マスターの独り言(23)ギター物語

 長い放浪の末、マーチンD-45が帰ってきました。長い放浪、というのはリペアに2ヶ月半かかったという意味です。『拓郎age』をオープンするにあたり、このマーチンとギブソンJ-45店の二枚看板にしました。さて、このマーチンには面白いエピソードがあって、今日は恥を覚悟でそれをお話しします。

 もう10年近く前になります。兄貴が 「俺、マーチンD-45持っているぞ」 と自慢気に言うので 「まさか、ウソだろ」 と言うと、リサイクルショップで17万で売っていたので、あり金はたいて買ってきたとのこと。 「兄貴が持っていても宝の持ち腐れ。25万で買ってやるぞ」 というと 「よし、売った!」。 なんと見事な兄弟愛。ところが弾く機会もなく長らく押し入れの中で眠ることになりました。

 『拓郎age』構想が固まり始めた頃、押入れから引っ張り出しようやく日の目を見たマーチンD-45は、なんとギターに触ったこともない○○の練習用でした。「え~っ!」ですよね。

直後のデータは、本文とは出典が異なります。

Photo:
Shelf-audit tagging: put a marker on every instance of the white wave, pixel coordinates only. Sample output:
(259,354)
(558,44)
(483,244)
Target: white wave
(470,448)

もとよりギターに関するウンチクなど少しも持ち合わせない僕だから平気でそんなことが出来たのでしょう。

 『拓郎age』のステージに必要な楽器や機材の調達は古い付き合いのM楽器に頼んだのですが、担当のK氏、マーチンD-45を見たまま眼が点になっている。 「どうしたの?」 と訊くと、「こ、このマーチン、ウチの店で300万で、う、売れますよ」 声が上ずっている。今度は僕の眼が点だ。「え~っ、ま、まさか!」。 「これハカランダですよ」 「そんなこと言われてもワカランダ」。

 とにかく価値のあるものらしい。僕に分からないのは、17万で売ったリサイクルショップ? いやいや違う、リサイクルショップに持ち込んだ所有者だ。このマーチンD-45に一体どんなドラマが秘められているのだろう。

追記 「300万で売れるらしいぞ」と兄貴に話したときのこと。「俺、売った覚えなんかないぞ。お前が勝手に持って行ったんだろう」 いやはやなんとも素晴らしき兄弟愛。